6.   Congress knows how to use the word “signed” when it wants to. Indeed, it uses that word several times in other parts of § 203. See, e.g., 17 U.S.C. § 203(a)(4).

7.   Wise men say only fools rush into assignments of valuable copyright interests, but the Perettis were not foolish, and they did not rush into an agreement to transfer years of future rights in exchange for a one-time, minimal cash payment. The 1983 Assignment guaranteed the Perettis a continuing stream of royalties derived from income generated by the Composition through the end of the renewal term, and was negotiated only after the Composition had established its popularity and staying power over the span of more than two decades.

8.   There is nothing novel, moreover, about recognizing the distinction between author grantors and non-author grantors in determining whether the termination of a post-1978 grant is valid under § 203 of the 1976 Act, as we have done in prior cases.
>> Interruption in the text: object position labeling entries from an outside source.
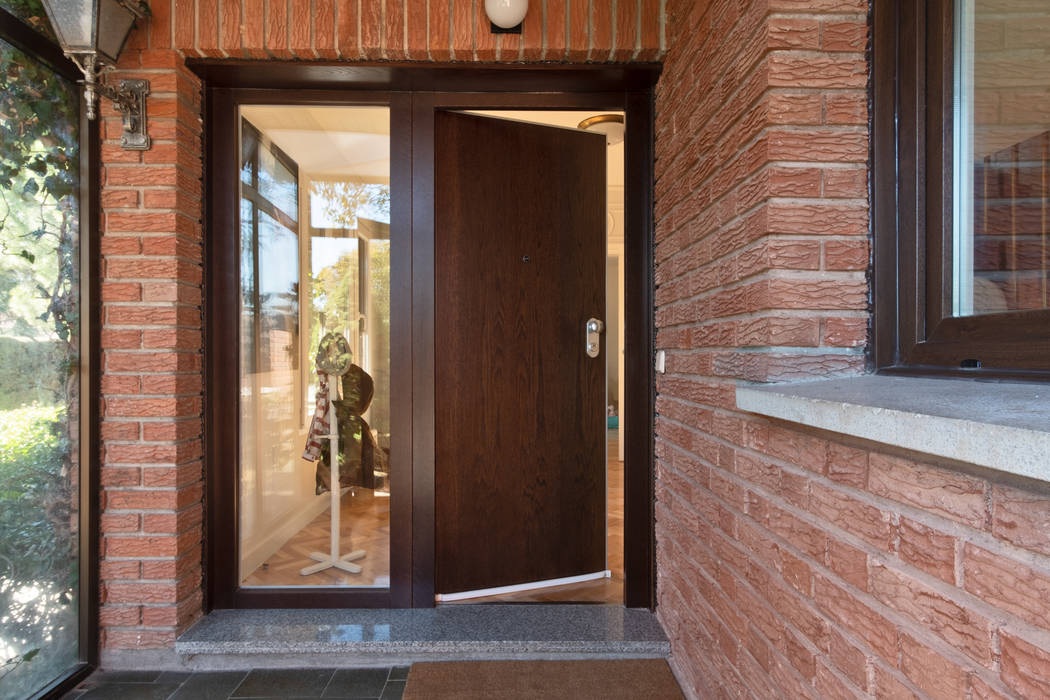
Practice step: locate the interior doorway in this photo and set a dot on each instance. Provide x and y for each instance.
(551, 486)
(251, 325)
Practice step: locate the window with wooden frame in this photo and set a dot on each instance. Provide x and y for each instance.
(961, 187)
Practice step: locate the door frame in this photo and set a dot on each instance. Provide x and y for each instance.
(414, 92)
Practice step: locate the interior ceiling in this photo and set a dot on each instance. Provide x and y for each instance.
(353, 143)
(336, 142)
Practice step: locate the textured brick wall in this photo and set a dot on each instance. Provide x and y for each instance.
(794, 564)
(406, 29)
(151, 245)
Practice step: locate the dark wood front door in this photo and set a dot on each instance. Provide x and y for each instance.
(520, 223)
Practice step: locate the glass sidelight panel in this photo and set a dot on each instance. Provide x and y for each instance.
(314, 240)
(40, 388)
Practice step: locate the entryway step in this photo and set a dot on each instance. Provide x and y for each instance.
(236, 638)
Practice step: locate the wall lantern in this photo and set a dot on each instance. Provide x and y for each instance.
(92, 34)
(506, 16)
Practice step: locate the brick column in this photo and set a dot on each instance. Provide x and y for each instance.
(151, 384)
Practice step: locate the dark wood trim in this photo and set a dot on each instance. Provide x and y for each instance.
(27, 40)
(422, 351)
(911, 152)
(639, 550)
(413, 322)
(410, 77)
(60, 687)
(91, 376)
(219, 358)
(401, 353)
(638, 539)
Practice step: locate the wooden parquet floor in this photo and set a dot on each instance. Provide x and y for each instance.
(365, 525)
(365, 521)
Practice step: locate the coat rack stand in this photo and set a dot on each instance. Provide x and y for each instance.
(333, 558)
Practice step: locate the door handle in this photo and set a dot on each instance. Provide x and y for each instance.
(591, 332)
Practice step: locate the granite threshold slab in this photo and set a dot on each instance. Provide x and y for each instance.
(444, 633)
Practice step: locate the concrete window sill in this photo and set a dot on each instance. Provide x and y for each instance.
(999, 425)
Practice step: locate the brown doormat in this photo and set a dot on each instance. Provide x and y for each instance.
(633, 679)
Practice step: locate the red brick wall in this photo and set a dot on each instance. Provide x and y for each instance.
(792, 563)
(151, 246)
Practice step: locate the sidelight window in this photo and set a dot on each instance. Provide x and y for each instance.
(314, 269)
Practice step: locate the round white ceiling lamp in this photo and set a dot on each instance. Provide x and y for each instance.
(610, 125)
(506, 14)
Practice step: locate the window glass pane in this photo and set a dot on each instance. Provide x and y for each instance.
(333, 165)
(33, 13)
(39, 375)
(1002, 156)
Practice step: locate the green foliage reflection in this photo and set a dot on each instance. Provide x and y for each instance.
(39, 379)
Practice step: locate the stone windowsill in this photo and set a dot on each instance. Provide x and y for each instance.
(998, 425)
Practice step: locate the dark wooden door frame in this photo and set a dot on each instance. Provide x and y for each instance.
(638, 538)
(414, 93)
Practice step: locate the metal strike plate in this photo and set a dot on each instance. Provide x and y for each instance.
(591, 333)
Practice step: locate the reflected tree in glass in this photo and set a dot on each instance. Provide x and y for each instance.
(39, 374)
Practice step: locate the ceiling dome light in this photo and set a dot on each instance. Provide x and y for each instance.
(506, 14)
(610, 125)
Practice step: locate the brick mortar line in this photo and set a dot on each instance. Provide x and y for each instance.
(733, 188)
(771, 274)
(765, 314)
(786, 14)
(742, 648)
(754, 36)
(961, 531)
(750, 246)
(153, 443)
(959, 595)
(695, 622)
(901, 620)
(741, 579)
(744, 177)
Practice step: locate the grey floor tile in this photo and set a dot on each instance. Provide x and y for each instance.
(210, 685)
(284, 683)
(124, 677)
(357, 683)
(394, 691)
(130, 692)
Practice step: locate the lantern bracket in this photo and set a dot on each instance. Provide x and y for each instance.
(129, 99)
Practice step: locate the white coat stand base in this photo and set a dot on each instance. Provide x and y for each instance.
(342, 563)
(334, 559)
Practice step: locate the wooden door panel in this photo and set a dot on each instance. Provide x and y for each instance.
(520, 421)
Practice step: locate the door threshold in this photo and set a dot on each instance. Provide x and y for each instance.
(293, 638)
(518, 588)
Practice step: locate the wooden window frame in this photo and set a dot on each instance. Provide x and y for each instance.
(911, 182)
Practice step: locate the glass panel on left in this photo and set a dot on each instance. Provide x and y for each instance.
(314, 240)
(39, 375)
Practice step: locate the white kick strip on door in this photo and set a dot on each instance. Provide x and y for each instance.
(518, 588)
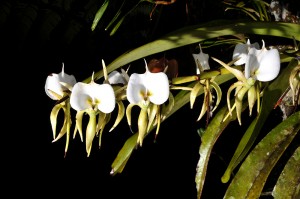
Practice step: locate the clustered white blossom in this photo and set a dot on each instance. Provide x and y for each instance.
(151, 89)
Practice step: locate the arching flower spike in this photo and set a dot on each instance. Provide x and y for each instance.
(58, 87)
(148, 87)
(201, 60)
(262, 65)
(241, 51)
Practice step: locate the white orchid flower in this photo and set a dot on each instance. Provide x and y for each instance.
(241, 52)
(153, 87)
(93, 96)
(116, 77)
(57, 84)
(148, 91)
(58, 87)
(201, 60)
(263, 65)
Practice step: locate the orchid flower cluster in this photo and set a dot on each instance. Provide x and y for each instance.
(151, 91)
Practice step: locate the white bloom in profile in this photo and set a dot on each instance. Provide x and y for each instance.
(201, 60)
(263, 65)
(57, 84)
(93, 96)
(116, 77)
(153, 87)
(241, 51)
Compare Steinbeck, 537 F.3d at 199-202 (holding that, because a 1994 agreement executed by Steinbeck's widow for continued publication of Steinbeck's work “cancelled” Steinbeck's original, pre-1978 grant, Steinbeck's surviving sons held no termination right under § 203) with Baldwin, 805 F.3d at 33 (holding that, because the effective grant of rights to “Santa Claus is Comin’ To Town” was a grant executed by the author in 1981 rather than a grant executed by the author in 1951, his statutory successors were entitled to terminate his grant pursuant to § 203).

9.   See Can't Help Falling in Love, SecondHandsongs, (last visited April 22, 2022) (cataloguing covers of the Composition). The website lists a total of 566 versions to date, including performances in numerous other languages, including Latin.